Als Wegweiser dienen Ottinger historische Aufzeichnungen. 1740 segelte der dänische Marineoffizier Vitus Bering im Auftrag des Zaren von der Halbinsel Kamtschatka aus nordwärts; sein deutscher Bordarzt Georg Wilhelm Steller führte Tagebuch. 1778 kreuzte James Cook zwischen Alaska und Sibirien. 1815 bis 1818 fuhr Adelbert von Chamisso auf dem russischen Kriegsschiff „Rurik“ mit, das ebenfalls die Gestade der Beringsee erkundete. Aus den drei Logbüchern lesen die Schauspieler Burghart Klaußner, Thomas Thieme und Hanns Zischler ausführlich vor.
Offizieller Filmtrailer
Karge, aber einzigartige Reize
Die Seefahrer suchten nach der Nordost- oder Nordwestpassage, also nach dem Wasserweg um Asien oder Amerika herum. Vergeblich – zumindest solange, bis das arktische Eis aufgrund der Klimaerwärmung geschmolzen ist. Ottinger sucht dagegen nach den Spuren, die sie hinterlassen haben; in dieser riesigen, unwirtlichen und kaum besiedelten Polarregion, die seit jeher so fasziniert wie abschreckt. Ihre Reize sind karg, aber einzigartig.
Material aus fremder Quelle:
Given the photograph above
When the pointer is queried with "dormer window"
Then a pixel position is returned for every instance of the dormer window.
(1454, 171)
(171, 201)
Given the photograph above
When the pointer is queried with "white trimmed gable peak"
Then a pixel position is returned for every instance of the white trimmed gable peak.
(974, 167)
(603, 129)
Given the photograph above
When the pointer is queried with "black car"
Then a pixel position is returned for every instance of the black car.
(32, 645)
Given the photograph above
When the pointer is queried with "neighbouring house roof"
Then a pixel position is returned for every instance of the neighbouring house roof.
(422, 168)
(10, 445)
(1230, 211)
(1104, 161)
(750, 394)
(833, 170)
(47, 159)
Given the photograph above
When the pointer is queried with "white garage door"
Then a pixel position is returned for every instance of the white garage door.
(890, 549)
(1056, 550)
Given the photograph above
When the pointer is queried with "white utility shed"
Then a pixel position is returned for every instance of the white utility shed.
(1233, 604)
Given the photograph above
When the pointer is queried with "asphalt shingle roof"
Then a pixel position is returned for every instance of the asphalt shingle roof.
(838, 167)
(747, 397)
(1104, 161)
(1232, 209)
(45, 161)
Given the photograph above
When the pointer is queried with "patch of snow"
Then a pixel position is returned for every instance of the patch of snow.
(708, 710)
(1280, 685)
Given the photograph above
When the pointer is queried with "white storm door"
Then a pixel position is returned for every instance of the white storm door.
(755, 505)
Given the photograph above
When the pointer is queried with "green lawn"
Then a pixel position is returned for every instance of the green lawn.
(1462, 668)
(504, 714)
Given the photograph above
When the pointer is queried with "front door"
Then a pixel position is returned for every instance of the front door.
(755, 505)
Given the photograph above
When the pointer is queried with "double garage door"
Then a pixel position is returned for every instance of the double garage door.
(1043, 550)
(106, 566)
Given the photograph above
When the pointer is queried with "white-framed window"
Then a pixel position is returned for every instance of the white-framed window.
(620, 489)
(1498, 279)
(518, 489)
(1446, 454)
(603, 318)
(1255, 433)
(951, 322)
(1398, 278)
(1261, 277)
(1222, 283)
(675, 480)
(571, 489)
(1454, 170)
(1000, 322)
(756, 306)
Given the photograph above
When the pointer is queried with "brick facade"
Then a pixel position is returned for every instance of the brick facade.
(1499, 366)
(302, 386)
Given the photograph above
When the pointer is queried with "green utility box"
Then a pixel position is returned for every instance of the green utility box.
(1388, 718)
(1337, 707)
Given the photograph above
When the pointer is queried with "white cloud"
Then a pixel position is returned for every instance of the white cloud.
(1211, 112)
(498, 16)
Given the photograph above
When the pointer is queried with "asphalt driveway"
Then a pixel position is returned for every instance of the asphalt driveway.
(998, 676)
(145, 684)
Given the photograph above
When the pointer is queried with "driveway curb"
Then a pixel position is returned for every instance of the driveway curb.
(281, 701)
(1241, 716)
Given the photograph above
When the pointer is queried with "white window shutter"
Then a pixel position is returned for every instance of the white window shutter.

Vor 10.000 Jahren war Sibiriens Ostspitze durch eine Landbrücke mit Alaska verbunden. Dass sie geologisch eine Einheit bildeten, sieht man noch heute: Schroffe Gebirgsketten fallen mit steilen Klippen ins Meer ab. Im fahlen Licht des Nordens schlagen Wellen auf körnige Kieselstrände, die sich bis zum Horizont ziehen. Landeinwärts bedeckt kurzes Gras alle Hügel, durchzogen von unzähligen Rinnsalen, Bächen und Flüssen. Weiter südlich finden sich Buschwerk und niedrige Nadelwälder.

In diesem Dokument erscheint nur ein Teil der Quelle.